From a 4-day work week to immigration control, Green leadership candidates make their final policy pitches
CBC
Candidates for the leadership of the Green Party have been selling their visions for the party's future. On Nov. 19, one of them (or maybe two) will take over.
While some candidates argue leadership contests aren't the right venues for crafting new party policy – something Greens tend to see as the sole purview of members – others have released platform pitches.
With online voting opening today, CBC News spoke with all the candidates to put together this snapshot of what each is offering.
Anna Keenan and Chad Walcott, who are running for co-leadership together, released a platform in November. In a joint interview, the candidates said a Green Party led by them would rise to official party status in the House of Commons and wield the balance of power in the next minority Parliament.
Keenan and Walcott said they would only prop up a minority government if it agreed to advance proportional representation – an electoral system which awards a party a share of seats in Parliament based on the total percentage of votes it received.
The two joint candidates are also are proposing a national ban on fossil fuel projects, a national electric inter-city bus service and the right to a four-day work week for federal workers.
"The four-day work week that we're pitching falls under a larger discussion about the need to move toward a well-being economy," Walcott said. "An economy where we're putting people first and their well-being first, rather than kind of endless profit."
Walcott said the right to a five-day work week was won by labour unions in the U.S. and was quickly embraced by countries around the world, including Canada.
Simon Gnocchini-Messier, based in Gatineau, Que., is running solo. He's calling for an expansion of hydroelectric power generation in his province and a limit to immigration to protect sensitive ecosystems.
Gnocchini-Messier said he worries that the country's growing population will become unsustainable at some point, and communities will be forced to clear forests to grow food and accommodate urban sprawl.
"This unbridled growth makes it impossible for our current infrastructure to meet the needs of the population without irreparably damaging the environment," Gnocchini-Messier says on his website. "We need to hit the pause button.
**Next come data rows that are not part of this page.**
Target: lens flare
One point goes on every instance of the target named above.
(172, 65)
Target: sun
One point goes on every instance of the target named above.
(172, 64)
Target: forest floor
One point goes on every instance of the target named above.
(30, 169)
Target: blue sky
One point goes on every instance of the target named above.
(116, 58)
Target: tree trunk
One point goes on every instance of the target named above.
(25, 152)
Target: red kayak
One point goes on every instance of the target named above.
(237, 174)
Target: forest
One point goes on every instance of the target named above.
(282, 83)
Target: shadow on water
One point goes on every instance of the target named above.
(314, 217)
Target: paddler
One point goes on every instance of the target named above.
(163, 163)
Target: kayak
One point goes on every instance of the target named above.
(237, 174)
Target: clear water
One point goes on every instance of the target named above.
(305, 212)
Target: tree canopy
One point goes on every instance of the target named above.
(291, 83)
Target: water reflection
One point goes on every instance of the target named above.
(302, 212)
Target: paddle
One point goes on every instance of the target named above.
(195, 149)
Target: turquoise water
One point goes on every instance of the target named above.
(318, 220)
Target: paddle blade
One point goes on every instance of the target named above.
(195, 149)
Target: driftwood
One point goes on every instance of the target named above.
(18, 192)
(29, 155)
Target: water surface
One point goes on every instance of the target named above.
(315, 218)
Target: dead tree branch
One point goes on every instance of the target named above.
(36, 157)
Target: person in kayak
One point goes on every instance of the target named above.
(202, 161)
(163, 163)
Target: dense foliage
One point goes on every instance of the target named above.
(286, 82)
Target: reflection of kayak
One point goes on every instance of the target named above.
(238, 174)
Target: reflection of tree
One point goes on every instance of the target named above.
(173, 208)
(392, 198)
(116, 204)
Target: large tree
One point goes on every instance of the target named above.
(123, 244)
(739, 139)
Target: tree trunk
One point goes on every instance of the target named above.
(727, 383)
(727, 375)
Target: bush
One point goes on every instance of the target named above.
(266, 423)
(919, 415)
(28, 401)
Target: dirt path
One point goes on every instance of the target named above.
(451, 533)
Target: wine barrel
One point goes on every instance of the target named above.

We need to slow growth, including population growth."
Individual party members have proposed population policies before in Canada and the party's cousins internationally have pitched the idea as well. But in the last election, the Greens did not formally endorse such a policy. Instead, the party campaigned on bringing in more skilled workers, enhancing family reunification and addressing inequalities in Canada's immigration system
At least one mainstream environmental organization has condemned theories linking overpopulation to environmental degradation, arguing they're rooted in white supremacy and ignore the fact that the real culprits are corporations, not individuals.
"Climate change and nature destruction directly result from the burning of fossil fuels, large-scale deforestation and industrial agriculture," said Salomé Sané, Greenpeace's Canada-based climate campaigner, in a statement to CBC News.